Lavender Scented Blueberry Salsa:
1 pint fresh blueberries
½ red or purple bell pepper, diced
½ c. diced fresh pineapple
½ c. finely chopped shallot, or red onion
¼ c. minced Basil, preferably Thai
1 Tbsp. Zinfandel
Zest of one lime, minced
Juice of half lime
¼ tsp. dried culinary lavender buds, or ½ tsp. fresh chopped organic lavender flower buds
1/2 tsp. Coarse Sea Salt, or to taste, preferably Hawaiian black
Purple Jalapeño Glaze:
½ c. red jalapeño jelly
2 Tbsp. Zinfandel
1 Tbsp. Ponzu sauce
1 tsp. Dijon mustard
Blushed Mayo:
1 c. prepared canola mayonnaise
2 Tbsp. finely chopped mint
2 Tbsp. Zinfandel
Zest of one orange, minced
2 tsp. fresh squeezed orange juice
2 lbs. Ground sirloin
1 1/2 tsp. Salt
1/2 tsp. pepper
9 slices of pre-cooked bacon
1/2lb. Drunken Goat Cheese, or other mild cheese, like Jack, sliced
vegetable oil for grilling rack and for rolls
6 Poppy seeded Kaiser-style rolls, sliced
Red leaf lettuce
Purple tinged heirloom tomato, six slices; (organic beefsteak, if heirloom is unavailable)


Salsa: Coarsely chop the blueberries, in a food processor or by hand. Transfer to a bowl and add bell pepper, pineapple, shallot, basil, Zinfandel, lime zest and juice, and lavender. Stir together. Sprinkle with sea salt. Taste for seasoning, and adjust for personal taste. Chill until needed.
Glaze: Heat jelly in a pan until liquefied. Stir in Zinfandel, ponzu, and Dijon mustard, until incorporated. Cook until reduced slightly. Set aside to use on patties and bacon.
Blushed Mayo:
To the mayonnaise add chopped mint, Zinfandel, and orange zest and juice. Stir together. Chill until needed.

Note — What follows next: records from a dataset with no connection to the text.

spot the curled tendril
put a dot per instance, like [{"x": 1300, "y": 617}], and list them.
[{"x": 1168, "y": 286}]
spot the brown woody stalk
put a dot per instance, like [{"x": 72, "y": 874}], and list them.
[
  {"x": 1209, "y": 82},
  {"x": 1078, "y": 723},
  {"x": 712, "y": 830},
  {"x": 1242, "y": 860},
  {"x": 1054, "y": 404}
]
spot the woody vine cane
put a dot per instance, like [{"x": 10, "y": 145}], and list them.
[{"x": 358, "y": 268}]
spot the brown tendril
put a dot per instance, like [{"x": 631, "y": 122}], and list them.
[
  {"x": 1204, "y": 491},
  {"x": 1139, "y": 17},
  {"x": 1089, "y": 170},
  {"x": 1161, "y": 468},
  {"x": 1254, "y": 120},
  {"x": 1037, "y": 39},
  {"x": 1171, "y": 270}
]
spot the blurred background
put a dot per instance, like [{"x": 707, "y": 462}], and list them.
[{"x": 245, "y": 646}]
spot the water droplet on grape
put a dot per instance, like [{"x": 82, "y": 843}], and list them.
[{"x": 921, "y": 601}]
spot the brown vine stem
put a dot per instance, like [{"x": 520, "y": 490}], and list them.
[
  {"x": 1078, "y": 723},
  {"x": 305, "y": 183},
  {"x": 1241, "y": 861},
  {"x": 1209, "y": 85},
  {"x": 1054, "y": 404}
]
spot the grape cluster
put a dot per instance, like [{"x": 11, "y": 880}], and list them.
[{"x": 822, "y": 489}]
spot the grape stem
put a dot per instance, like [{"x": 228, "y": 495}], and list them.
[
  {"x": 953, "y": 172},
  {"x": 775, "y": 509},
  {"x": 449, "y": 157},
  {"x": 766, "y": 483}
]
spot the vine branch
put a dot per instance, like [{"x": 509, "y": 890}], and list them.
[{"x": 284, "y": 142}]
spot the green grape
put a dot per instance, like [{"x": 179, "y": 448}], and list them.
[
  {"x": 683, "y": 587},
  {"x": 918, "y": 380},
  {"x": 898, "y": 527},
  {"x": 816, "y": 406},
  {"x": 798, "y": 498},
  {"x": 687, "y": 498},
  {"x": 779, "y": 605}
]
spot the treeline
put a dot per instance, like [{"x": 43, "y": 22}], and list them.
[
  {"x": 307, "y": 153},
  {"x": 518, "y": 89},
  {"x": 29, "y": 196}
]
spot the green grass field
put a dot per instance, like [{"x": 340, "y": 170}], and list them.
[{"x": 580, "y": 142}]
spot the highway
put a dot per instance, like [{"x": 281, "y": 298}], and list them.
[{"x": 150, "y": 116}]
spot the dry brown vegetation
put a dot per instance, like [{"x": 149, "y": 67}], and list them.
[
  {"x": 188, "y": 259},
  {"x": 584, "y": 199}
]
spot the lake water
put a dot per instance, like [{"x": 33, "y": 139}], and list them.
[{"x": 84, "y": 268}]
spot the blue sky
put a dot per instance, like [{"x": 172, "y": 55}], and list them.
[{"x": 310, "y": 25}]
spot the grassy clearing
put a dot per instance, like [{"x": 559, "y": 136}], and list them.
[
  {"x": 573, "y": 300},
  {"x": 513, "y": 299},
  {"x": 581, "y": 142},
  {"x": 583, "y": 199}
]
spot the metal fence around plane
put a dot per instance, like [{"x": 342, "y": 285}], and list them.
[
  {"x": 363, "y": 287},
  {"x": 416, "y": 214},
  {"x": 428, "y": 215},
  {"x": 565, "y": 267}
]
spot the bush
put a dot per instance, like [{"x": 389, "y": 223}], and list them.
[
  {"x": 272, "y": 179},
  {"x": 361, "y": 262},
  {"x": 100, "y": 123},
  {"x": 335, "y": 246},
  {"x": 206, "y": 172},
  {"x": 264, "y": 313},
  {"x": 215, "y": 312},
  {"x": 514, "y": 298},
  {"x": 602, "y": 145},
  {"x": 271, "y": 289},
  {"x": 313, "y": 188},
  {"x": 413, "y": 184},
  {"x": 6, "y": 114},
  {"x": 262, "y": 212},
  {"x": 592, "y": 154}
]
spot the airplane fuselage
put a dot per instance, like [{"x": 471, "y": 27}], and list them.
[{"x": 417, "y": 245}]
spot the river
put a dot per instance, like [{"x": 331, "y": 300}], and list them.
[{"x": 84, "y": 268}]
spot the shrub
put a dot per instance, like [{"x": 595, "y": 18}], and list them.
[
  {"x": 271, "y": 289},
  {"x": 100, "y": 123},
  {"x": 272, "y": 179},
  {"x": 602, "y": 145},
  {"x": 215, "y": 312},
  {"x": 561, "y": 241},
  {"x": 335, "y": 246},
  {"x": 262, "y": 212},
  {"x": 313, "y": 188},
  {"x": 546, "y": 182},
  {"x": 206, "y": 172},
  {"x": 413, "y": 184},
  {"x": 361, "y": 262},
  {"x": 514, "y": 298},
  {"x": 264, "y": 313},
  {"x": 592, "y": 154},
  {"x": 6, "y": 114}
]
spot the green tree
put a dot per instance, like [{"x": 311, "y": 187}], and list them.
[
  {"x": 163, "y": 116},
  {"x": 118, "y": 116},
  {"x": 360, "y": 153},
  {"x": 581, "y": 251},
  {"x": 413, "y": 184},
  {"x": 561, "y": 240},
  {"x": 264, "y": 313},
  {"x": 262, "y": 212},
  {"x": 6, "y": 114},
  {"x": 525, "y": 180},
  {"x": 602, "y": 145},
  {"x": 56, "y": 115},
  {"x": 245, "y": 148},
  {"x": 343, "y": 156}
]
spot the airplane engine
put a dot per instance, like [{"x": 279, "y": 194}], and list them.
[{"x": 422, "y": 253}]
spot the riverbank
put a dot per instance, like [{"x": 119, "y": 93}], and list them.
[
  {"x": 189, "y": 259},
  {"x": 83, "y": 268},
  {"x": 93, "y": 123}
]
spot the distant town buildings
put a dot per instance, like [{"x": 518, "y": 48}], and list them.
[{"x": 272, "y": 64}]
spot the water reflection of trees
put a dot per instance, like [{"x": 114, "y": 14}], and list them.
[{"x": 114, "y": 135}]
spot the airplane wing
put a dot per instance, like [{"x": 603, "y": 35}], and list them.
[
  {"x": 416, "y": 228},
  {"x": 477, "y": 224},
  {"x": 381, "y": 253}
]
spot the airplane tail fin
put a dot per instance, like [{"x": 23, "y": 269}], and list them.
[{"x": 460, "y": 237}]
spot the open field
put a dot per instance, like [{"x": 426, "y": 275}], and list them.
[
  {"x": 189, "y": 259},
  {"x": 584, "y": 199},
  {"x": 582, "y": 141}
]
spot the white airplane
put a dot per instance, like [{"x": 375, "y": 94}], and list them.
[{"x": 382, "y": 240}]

Shape six sirloin patties, incorporating salt and pepper. Make a slight indentation in the center of each. This will help keep the burgers from shrinking. Season with more salt and pepper, if desired.
Prepare a medium hot fire in a charcoal grill with cover, or preheat a gas grill to medium high.
Oil grates. Grill patties for 4 minutes, turn and brush with glaze. Cook an additional 3 minutes.
Add bacon to grill and brush with purple jalapeno glaze.
Top sirloin patties with slices of Drunken Goat Cheese. Close lid to melt cheese, about 1 ½ minute. Remove bacon from grill and drain on absorbent paper, if desired. Remove patties and set aside. Cut each piece of bacon in half.
Brush or spray rolls with olive oil. Grill until toasted.
To assemble:
Use a slotted spoon to a layer some salsa on the bottom roll. Top with burger and 1 ½ slices of candied bacon. Next add, some red leaf lettuce, a slice of tomato, and spread with blushed mayo. Top with another tablespoon of salsa. Place top of roll over salsa, and serve.
Serves 6


This burger and its sides are quick to assemble. Making the salsa ahead of time allows the flavors to blend. The lavender gives it an indescribable flavor, especially when paired with the Thai basil, but the salsa's still delicious without. The herbal notes in the Drunken Goat cheese are sublime with the herbs in this recipe, and is definitely worth a try if you haven't had it. Brillo Pecorino DiVino, a wine bathed sheep's cheese, is a delicious substitution.